Review of Case Histories by Kate Atkinson (Black Swan, 2004)

1970 and Olivia and her older sister, Amelia, camp out on the lawn of their parent's house in Cambridge. The next morning Olivia has disappeared into thin air. 1994 and teenage Laura is stabbed to death for no apparent reason in the offices of her father’s law firm whilst temping for him. 1979 and young teenage mother, Michelle, snaps and plants an axe into her husband’s head when he wakes the baby. Three separate crimes linked by seemingly little more than the fact that they have surfaced in Jackson Brodie’s life at the same time. Brodie is a former police inspector turned private eye. On the death of their father, Amelia and her sister, Julia, discover Olivia’s toy in his desk and want Brodie to find out what happened to the young girl. Overweight father, Theo, can’t shake his obsession with Laura’s slaying and wants her killer found. Shirley wants to track down her niece, who was taken into care when her mother was jailed. And along with his wife running off with another man, taking his daughter with her, Brodie has his own case histories to contend with – the death of his sister, snatched, raped and dumped into the canal on her way home from the bus stop and the fate of his brother. Dealing with other people’s cases is proven a burden, especially when somebody seems to be trying to kill him.

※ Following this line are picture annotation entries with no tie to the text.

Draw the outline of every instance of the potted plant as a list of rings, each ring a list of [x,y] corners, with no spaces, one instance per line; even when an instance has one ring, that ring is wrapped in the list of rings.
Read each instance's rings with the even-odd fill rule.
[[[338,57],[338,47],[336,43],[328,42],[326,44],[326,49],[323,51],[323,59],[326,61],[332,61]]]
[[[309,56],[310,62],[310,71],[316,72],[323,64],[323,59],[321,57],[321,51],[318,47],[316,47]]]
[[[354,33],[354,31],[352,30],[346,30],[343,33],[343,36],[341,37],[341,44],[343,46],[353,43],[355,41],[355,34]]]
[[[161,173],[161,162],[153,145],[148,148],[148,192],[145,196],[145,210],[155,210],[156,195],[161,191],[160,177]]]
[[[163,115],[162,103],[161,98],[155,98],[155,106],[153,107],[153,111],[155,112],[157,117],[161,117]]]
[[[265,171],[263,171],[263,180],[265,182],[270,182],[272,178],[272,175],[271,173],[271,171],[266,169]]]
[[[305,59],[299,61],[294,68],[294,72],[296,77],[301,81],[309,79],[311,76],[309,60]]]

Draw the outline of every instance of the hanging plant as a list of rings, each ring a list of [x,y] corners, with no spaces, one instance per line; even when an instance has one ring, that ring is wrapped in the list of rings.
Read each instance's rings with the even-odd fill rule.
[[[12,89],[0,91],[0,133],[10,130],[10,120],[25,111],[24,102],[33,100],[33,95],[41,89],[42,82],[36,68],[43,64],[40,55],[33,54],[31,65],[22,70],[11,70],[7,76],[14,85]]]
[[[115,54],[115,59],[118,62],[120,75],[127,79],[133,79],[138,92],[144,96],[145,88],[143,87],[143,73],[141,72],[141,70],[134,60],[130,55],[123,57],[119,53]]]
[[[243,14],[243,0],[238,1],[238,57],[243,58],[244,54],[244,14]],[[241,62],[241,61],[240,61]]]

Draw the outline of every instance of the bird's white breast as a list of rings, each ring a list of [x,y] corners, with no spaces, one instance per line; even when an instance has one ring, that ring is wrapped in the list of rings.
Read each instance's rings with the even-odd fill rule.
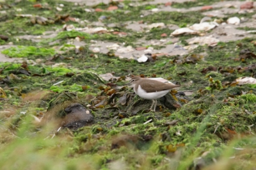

Case Histories is a rich and layered book. The various case histories swirl around and entwine with each other through the central figure of Jackson Brodie. The prose is excellent and the characterization well developed. Brodie, in particular, is a complex and appealing investigator, with his own foibles and faults, but a decent sense of right. Atkinson’s style is to provide an enormous amount of back story and descriptive narrative, some of which ploughs the same ground repeatedly. With respect to personal taste it’s not my preferred mode of storytelling – I favour more tell and less show, and the prose to be much tighter. For my money, a hundred pages could be edited from the book and the story itself would be little affected. I have the same feeling when I read Tana French. That said, I appreciate that this is a style issue and Atkinson does this form of storytelling very well. This raises the problem of whether to judge the book on its merits or my enjoyment. If on its merits, and if this is your kind of thing, then it’s probably a 4.5 star book, but based on my taste it’s a 3.5. Interestingly, I’ve warmed to the book post-read, as the various layers and intersections condense with reflection, but at the time of reading I found the overly long and repetitive description tiresome. Overall, an enjoyable, but overly long, story with an interesting central character.

3 comments:

Dorte H said...

Interesting review. If you read it as crime fiction, the middle part may seem slow and disappointing, but I love her wordy style. I admire Hemingway´s style, but if I never read anything else, I would starve. So one of my favourite quotations is Hamlet´s "Words, words, words." :D

Anonymous said...

yes, indeed, a thought-provoking review. I read this book a few years ago and was totally absorbed by the parts you describe in your review. However, I felt the "crime" plot (the more action-based elements that come into it later) are less successful, as so often is the case when "mainstream" fiction authors get packaged as "crime". So oddly, I felt that the back stories were successful whereas the crime sections were not. I have not read any further Jackson Brodie novels though I do own the next two, something makes me reluctant but I should get on with it I suppose.

(Maxine)

Anonymous said...

Rob - Thanks very much. Dorte and Maxine are right; this is a really thought-provoking review, and you make interesting points here.